The warning underscores how the global environment for automakers has become increasingly volatile. Over the past several years, the industry has weathered pandemic-era supply chain collapses, the loss of the Russian market following the Ukraine invasion, intensifying trade tensions, and a brutal price war in China's EV market. The Middle East conflict now threatens to add higher energy prices, disrupted shipping routes, and weakened consumer confidence to that list.
Disproportionate Profit Impact
While the Middle East accounts for only a low single-digit share of VW Group's global sales relative to its approximately 9 million annual deliveries, executives emphasized that the region is disproportionately important for profitability. The Gulf states are lucrative markets for premium brands like Porsche, Bentley, and Audi, where wealthy customers purchase high-margin large SUVs and sports cars.
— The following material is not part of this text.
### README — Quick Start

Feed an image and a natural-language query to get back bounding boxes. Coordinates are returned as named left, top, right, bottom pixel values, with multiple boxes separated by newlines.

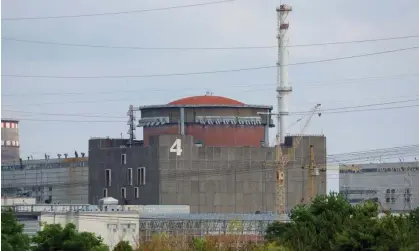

Porsche noted in its 2026 outlook that the potential impact of Middle East developments had not been factored into its projections, suggesting the luxury brand is bracing for downside scenarios. Premium automakers across Germany, including BMW and Mercedes-Benz, face similar exposure because their profits depend heavily on exports and high-margin sales in overseas markets.
Jefferies analyst Philippe Houchois put it bluntly: armed conflict typically brings vehicle sales in affected markets to a halt. The question is how long the disruption lasts and how far its economic ripple effects spread.